Bien que né à Prague en 1770, Antoine Reicha a passé une longue partie de sa vie à Paris où il a été naturalisé français et est mort en 1836. Compositeur prolifique, théoricien et pédagogue, il a terminé sa vie auréolé, reconnu comme une figure éminente en intégrant L'Institut de France, lui musicien iconoclaste, autorisé à pénétrer dans un lieu si conservateur. Longtemps oublié, Reicha connait depuis une dizaine d'années un regain d'intérêt, de nombreux musiciens se passionnant pour son vaste corpus, tandis que disques, concerts et cycle, comme celui proposé cette année à Venise par le Palazzetto Bru Zane, permettent de découvrir la musique de ce compositeur.
Eduqué par son oncle, violoncelliste virtuose et compositeur à ses heures perdues, Antoine Reicha devient rapidement violoniste et flûtiste ce qui lui permet d’intégrer l'Orchestre de Bonn, enseigne le piano à Hambourg, se forme à Vienne où il devient l'ami de Haydn, avant de s'établir à Paris où il donne des cours particuliers. Nommé professeur de contrepoint et de fugue au Conservatoire, sa renommée grandit, les jeunes Berlioz, Franck et Gounod cherchant à ses côtés à parfaire leurs connaissances théoriques auprès de cette sommité dont les traités sont traduits dans toute l'Europe.
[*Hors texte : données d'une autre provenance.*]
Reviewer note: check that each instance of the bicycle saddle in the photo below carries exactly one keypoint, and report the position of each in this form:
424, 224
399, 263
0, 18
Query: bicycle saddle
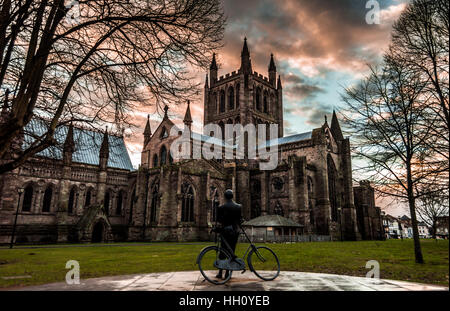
236, 264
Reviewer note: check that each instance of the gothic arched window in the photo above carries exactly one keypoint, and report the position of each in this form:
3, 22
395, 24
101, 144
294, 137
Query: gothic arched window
273, 105
230, 98
278, 210
266, 106
119, 203
332, 175
164, 133
222, 101
155, 160
47, 202
258, 99
71, 203
87, 201
310, 200
106, 202
154, 202
163, 155
215, 205
27, 198
256, 210
222, 128
238, 90
187, 205
133, 197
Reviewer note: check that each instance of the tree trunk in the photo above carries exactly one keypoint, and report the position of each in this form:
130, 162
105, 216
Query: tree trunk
412, 210
434, 229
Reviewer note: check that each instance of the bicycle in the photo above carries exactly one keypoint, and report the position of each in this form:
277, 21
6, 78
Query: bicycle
261, 260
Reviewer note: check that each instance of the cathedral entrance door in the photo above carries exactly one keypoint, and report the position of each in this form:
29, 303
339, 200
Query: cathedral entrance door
97, 233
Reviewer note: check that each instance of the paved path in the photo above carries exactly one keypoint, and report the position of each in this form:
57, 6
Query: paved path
193, 281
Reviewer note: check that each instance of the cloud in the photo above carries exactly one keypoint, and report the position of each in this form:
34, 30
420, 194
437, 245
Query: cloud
312, 42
Auteur de musique symphonique, Reicha ne parvient pas à s'imposer à l'opéra, mais devient un maître de la musique de chambre. Bien que son savoir ait été loué pour son académisme et sa rigueur, Reicha se distinguera toute sa carrière par les aspects expérimentaux et novateurs de sa musique.
Reicha a laissé une imposante œuvre pour piano, dont certaines pages inédites font partie du programme conçu par Ivan Ilic (Chandos). Pièce maîtresse de son récital, subtilement interprétée, la Sonate en fa majeur sur un thème de Mozart – que l'on retrouve également sous les doigts valeureux de Victoria Vassilenko (Alpha) – est tout à fait caractéristique du talent de Reicha. Mélancolique et facétieux, le pianiste respecte la forme et l'esprit maçonnique qui se dégage de l'oeuvre, mais prend plaisir à perdre l'auditeur dans d'incessantes surprises harmoniques à chacune des variations inventées à partir du thème de la « Marche des prêtres » de la Flûte enchantée. La Grande sonate en ut majeur datée de 1800, avec ses arpèges en mouvement contraire, ses gammes en tierces et là encore ses surprises harmoniques est une oeuvre ambitieuse dont la virtuosité n'effraie pas le pianiste serbo-américain.
Absolument passionnantes, les Etudes de l'opus 97, un ensemble de 34 préludes et fugues inspiré du Clavier bien tempéré de Bach, dans lesquelles Reicha laisse transparaître son goût pour l'expérimentation dans le domaine de l'harmonie et où le jeu brillant d'Ivan Ilic laisse entrevoir Liszt, où la N°29 baptisée « L'enharmonique », dont le jeu serré et raffiné de Josquin Otal révèle la dimension quasi hypnotique (Alpha).
A écouter également avec attention, les 14 Variations sur un thème de Gluck op.87, en fait la musette de l'acte IV de l'opéra Armide, interprétée avec intelligence et sensibilité par le pianiste serbe, Dorde Radevski (Alpha).